All these things have a knock-on affect. If fewer and fewer of the packages are being designed and produced, there's a net harm done to the design and production industries which feed off them. And if retailers keep closing, shopping centres become run-down agglomerations of charity shops, pound shops, pawnbrokers and the like, the grim flag bearers of hard economic times. I fear, though, it's too late. The small, independent places which survive (I assume because of a resurgence of interest in vinyl) now stand out even more as little beacons – when I pass Fopp, one such place right by my work, it's always full of earnest-looking men (always, always men) still scratching that itch, searching through racks of music or film for some arcane gem. So the need is still out there. Just not, it seems, in sufficient numbers to sustain these familiar names. And that, for me, is a loss to all of us.

Thursday 10 January 2013

If I ruled the world...

In conversation with one of my workmates today, she happened to mention that if she ruled the world, the first thing she'd do would be to ban e-readers (Kindles and the like) and execute anybody flouting that ban(!)

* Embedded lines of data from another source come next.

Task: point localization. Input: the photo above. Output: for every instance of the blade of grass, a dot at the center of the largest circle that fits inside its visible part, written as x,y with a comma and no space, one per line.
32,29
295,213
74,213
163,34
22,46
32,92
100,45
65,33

Now, putting to one side her enthusiasm for what I suspect would be near genocide, given the ubiquity of these things, I actually agree with her preference for the printed form. Wereplenipotentiary world leader, I certainly wouldn't ban them, but nor do I want one. I can see how useful they are for holidays, commuting etc, but I just like books too much to want to ditch them. The beauty of a well-designed dust jacket, the satisfaction of handling them, the smell when they're new.* The visible progress as you make your way through them. The author's signature on the fly leaf, if you're lucky. The contentment of surveying a full bookshelf, perfectly parallel spines, upright like so many soldiers; simultaneously alluring and alluding to their content, all jostling for your attention, each suggesting a cheeky re-read. You just don't get that with e-readers.

But I'm digressing a bit from what was to be my original point. Digressing quite a bit, actually, because what I actually wanted to say was that, of all the things you could do with absolute power at your disposal, all the wrongs you could right, all the failings and everyday unfairnesses you could sort out, this was the first thing she wanted to do? Ban Kindles and start bumping off 'refuseniks'? I even offered her the chance to think about some more far-reaching and beneficial options, but she stuck with her choice. The theory was that the ban would be a quick undertaking, something that had been bugging you that you could now get done swiftly and move on to more important stuff. Like changing that dead lightbulb before you get on with building the extension.

So - forcing an end to conflicts, reaching for Mars, sorting out Third World debt, feeding the hungry millions? All in good time. Get rid of those wretched gadgets first and all, or at least more, would be right with the world.

*I used to buy print for a living. If you didn't already know that, did that sentence rather give it away?